# Goat doesn't want to be milked



## jaborseth (Sep 28, 2012)

I have 2 nubian does that I have been milking for 2 years.  One of them has decided that doesn't want to get on the stanchion or be milked.  She has always been my eager one, always jumps right up on the stanchion so she can eat and get milked.  The last 2 days she will not get up and doesn't even want me to touch her udders.  We recently bought a buck and I know she is in season, would this cause her to act like this?  She is acting good, eating hay and forage, drinking and such just doens't want to be milked.  It is very frustrating because she is SOOOO full.  Any imput would be appreciated.


----------



## ksalvagno (Sep 28, 2012)

I would take her temperature and also really check over her udder good. Find a way to get her up on the stand and use 2 people if you have to to hold her feet on the ground. Then get her milked out. I would be worrying about mastitis. Even in heat, my does have never given me a problem with milking so that is why I would suspect something else is going on.


----------



## jaborseth (Sep 28, 2012)

Thanks for the suggest, here is an update, got her milked out after quite a struggle and took her temp.  Her udders look completely normal, no lumps, bumps or bruises and her temp was normal.  Hoping maybe she is just in a mood and will get back to normal in the next few days.  I am really hope this isn't going to be her new normal.........ugh.


----------



## ksalvagno (Sep 28, 2012)

I take it the milk was normal too? Have you tasted the milk?
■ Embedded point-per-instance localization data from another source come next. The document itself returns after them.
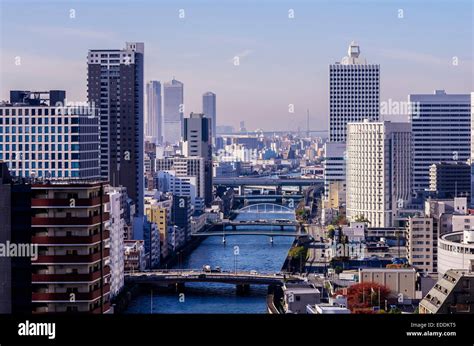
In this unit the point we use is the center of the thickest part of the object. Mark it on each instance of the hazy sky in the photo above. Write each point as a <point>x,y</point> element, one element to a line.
<point>282,61</point>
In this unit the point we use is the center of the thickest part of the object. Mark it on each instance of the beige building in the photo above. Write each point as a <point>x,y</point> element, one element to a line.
<point>452,294</point>
<point>401,282</point>
<point>377,171</point>
<point>421,243</point>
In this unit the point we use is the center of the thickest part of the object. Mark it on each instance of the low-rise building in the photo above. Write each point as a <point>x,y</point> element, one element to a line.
<point>298,295</point>
<point>400,281</point>
<point>134,255</point>
<point>452,294</point>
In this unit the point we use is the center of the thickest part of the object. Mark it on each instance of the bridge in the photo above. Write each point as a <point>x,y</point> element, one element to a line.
<point>242,182</point>
<point>239,278</point>
<point>266,208</point>
<point>256,181</point>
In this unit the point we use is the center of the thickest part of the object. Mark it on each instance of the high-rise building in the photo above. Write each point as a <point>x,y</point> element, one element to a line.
<point>378,171</point>
<point>353,92</point>
<point>173,110</point>
<point>39,139</point>
<point>154,120</point>
<point>441,131</point>
<point>209,110</point>
<point>452,294</point>
<point>197,142</point>
<point>5,235</point>
<point>70,224</point>
<point>335,173</point>
<point>450,179</point>
<point>117,226</point>
<point>472,149</point>
<point>115,85</point>
<point>186,167</point>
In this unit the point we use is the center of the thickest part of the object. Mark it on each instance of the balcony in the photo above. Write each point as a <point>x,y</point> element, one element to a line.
<point>51,240</point>
<point>68,221</point>
<point>66,259</point>
<point>52,297</point>
<point>98,310</point>
<point>44,278</point>
<point>66,203</point>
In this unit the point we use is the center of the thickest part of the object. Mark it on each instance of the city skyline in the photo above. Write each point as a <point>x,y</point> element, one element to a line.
<point>286,51</point>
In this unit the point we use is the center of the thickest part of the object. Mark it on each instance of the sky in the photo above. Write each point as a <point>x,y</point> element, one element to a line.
<point>282,60</point>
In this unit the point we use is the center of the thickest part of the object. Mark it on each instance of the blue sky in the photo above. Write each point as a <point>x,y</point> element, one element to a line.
<point>282,61</point>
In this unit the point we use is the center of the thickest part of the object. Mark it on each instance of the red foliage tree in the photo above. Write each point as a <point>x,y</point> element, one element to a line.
<point>361,297</point>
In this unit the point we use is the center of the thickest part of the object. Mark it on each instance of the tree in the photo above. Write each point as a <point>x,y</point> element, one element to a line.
<point>363,296</point>
<point>297,252</point>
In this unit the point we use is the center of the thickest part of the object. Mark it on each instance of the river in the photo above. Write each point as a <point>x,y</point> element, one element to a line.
<point>254,253</point>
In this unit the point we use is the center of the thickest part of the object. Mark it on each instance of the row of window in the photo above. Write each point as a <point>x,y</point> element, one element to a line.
<point>46,165</point>
<point>52,174</point>
<point>37,138</point>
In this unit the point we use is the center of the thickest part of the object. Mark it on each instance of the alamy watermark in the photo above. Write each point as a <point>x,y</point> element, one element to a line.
<point>9,249</point>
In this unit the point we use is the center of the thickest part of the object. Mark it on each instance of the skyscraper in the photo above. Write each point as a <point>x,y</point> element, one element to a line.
<point>173,109</point>
<point>209,110</point>
<point>43,140</point>
<point>377,170</point>
<point>353,92</point>
<point>154,120</point>
<point>115,85</point>
<point>441,131</point>
<point>197,142</point>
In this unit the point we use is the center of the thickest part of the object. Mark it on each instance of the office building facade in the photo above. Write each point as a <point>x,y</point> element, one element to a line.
<point>154,119</point>
<point>209,110</point>
<point>377,171</point>
<point>115,86</point>
<point>44,141</point>
<point>441,131</point>
<point>354,87</point>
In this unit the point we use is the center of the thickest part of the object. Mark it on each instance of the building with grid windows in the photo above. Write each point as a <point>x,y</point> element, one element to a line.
<point>42,138</point>
<point>115,84</point>
<point>353,92</point>
<point>441,131</point>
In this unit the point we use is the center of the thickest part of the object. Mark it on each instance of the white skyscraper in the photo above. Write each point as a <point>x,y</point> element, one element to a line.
<point>378,171</point>
<point>173,109</point>
<point>209,110</point>
<point>353,93</point>
<point>153,121</point>
<point>472,149</point>
<point>441,131</point>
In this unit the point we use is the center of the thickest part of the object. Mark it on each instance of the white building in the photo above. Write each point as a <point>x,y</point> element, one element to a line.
<point>153,120</point>
<point>455,251</point>
<point>168,181</point>
<point>378,171</point>
<point>186,167</point>
<point>117,225</point>
<point>115,85</point>
<point>173,110</point>
<point>48,141</point>
<point>335,173</point>
<point>209,110</point>
<point>353,93</point>
<point>472,149</point>
<point>441,131</point>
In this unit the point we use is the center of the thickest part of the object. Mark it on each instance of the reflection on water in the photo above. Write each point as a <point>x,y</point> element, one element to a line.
<point>255,253</point>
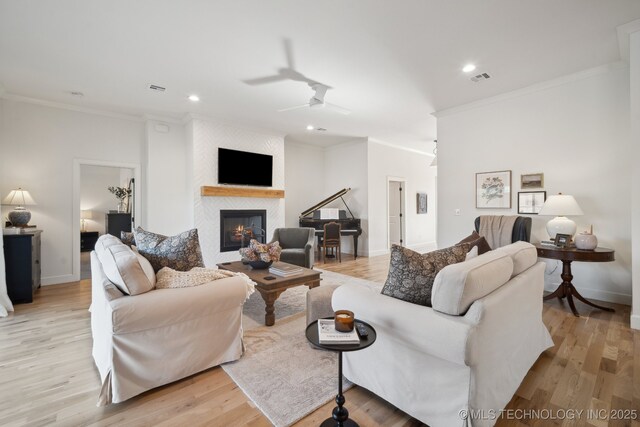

If it is salty tasting, that is also a sign of mastitis.

I would think if this is from her being in heat that it will go away as soon as she is out of heat.


----------



## jaborseth (Sep 28, 2012)

The milk was normal, that is good info about he taste, I haven't heard that before.  Something to keep an eye on in the future.


----------



## daisychick (Sep 28, 2012)

My doe that has been milked since March just recently for the first time kicked over the milk bucket.   :/  I couldn't figure out why she had such a bad attitude all of a sudden.  Well come to find out she was in heat!!  She had a bad mood and was kicky for 3 days and then BAM right back to her old calm self.  I think hormones might make them not cooperate for those few days of their heat cycle.  I haven't had a problem with her at all on the milk stand since.


----------



## Queen Mum (Sep 28, 2012)

I have a sneaking feeling that does, like humans are not only crabby during a heat cycle, but the udder might get a little tender too.  Like with PMS.  

So there she is,  "DON'T TOUCH ME,  I'm not in the MOOD!  My udder is tender and you want to MILK ME?  Get aWAY!"


----------



## jaborseth (Sep 29, 2012)

Queen mum I have a feeling you are right about the udders being tender and it probably doesn't help that her milk production has picked up quite a bit in the last week.  I don't think she is used to being that full and that probably contributed to the tenderness.  I appreciate all the info from everyone.


----------